We are currently pursuing the first systems biology characterization of pediatric AML that integrates five forms of high-dimensional molecular data with multiple clinical outcomes for hundreds of patients treated on three contemporary multi-center clinical trials. This machine learning systems biology-approach by integrated evaluation ofthe multi-level omics data will establish the most complete understanding of pediatric AML systems biology to date.
Finally, we are leveraging CRISPR/cas9 technology and have recently developed a custom CRISPR library-AMLRx2442 (representing AML prognostic genes, genes involved in AML-chemotherapy pharmacology and druggable-genome targeting genes with actionable and approved drugs) for evaluation of AML cell lines and primary leukemia cells. Integration of patient-data informed custom CRISPR/cas9 gene-knockout drug screening results would connect the loop back with patients to define and validate genes involved in relapse/resistance using multiple AML cohorts.

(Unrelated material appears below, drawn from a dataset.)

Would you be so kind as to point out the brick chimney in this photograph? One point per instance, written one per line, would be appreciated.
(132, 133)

Overall, our results have multi-directional consequences: development of prognostic score that identifies patients at higher risk of disease resistance/relapse; establishing pathways of drug-resistance and identifying agents with potential to overcome resistance to standard chemotherapy. Using innovative machine learning tools that integrate multiple-omic profiles with multiple pharmacologic or clinical endpoints, we have successfully discovered and validated gene-expression and DNA-methylation signatures of prognostic relevance in multiple clinical cohorts. Coupling of genetic/epigenetic/metabolomic markers mediating antileukemic chemotherapy response and their integration into current prognostic features presents an opportunity to increase our accuracy in forecasting therapeutic outcomes in AML, allowing tailored, risk-stratified treatment approaches — a major advancement over the current strategy.
- Pathway-focused PGx approaches to design tailored therapy based on patient’s genotype
- PGx of gemtuzumab ozogamicin (GO)
- PGx of ara-C, daunorubicin and etoposide (ADE)
- Developing new CD33 antibodies targeting D2 isoform as potential therapeutics
- Transcriptomics-based scores as a diagnostic tool to refine high-risk AML and patient stratification for subsequent therapy
- Leukemic stem cell (pLSC6)
- Drug resistance scores
- Genome-wide/Targeted CRISPR/cas9 synthetic lethal screening in AML
- Metabolomic and Proteomic approaches to define pediatric AML and establish metagenomics and proteogenomics interactions of therapeutic relevance in AML
- GWAS in pediatric AML for defining prognostic biomarkers and risk loci
- Integrative multi-level omics systems biology approach to identify predictive markers of response/toxicity by simultaneous evaluation of multiple endpoints. (Collaboration Dr. Pounds)
- Pharmacogenomics of fludarabine, busulphan and thiotepa in pediatric leukemia patients receiving bone marrow transplant
- PGx to evaluate toxicities to multiple anti-leukemic agents in pediatric AML.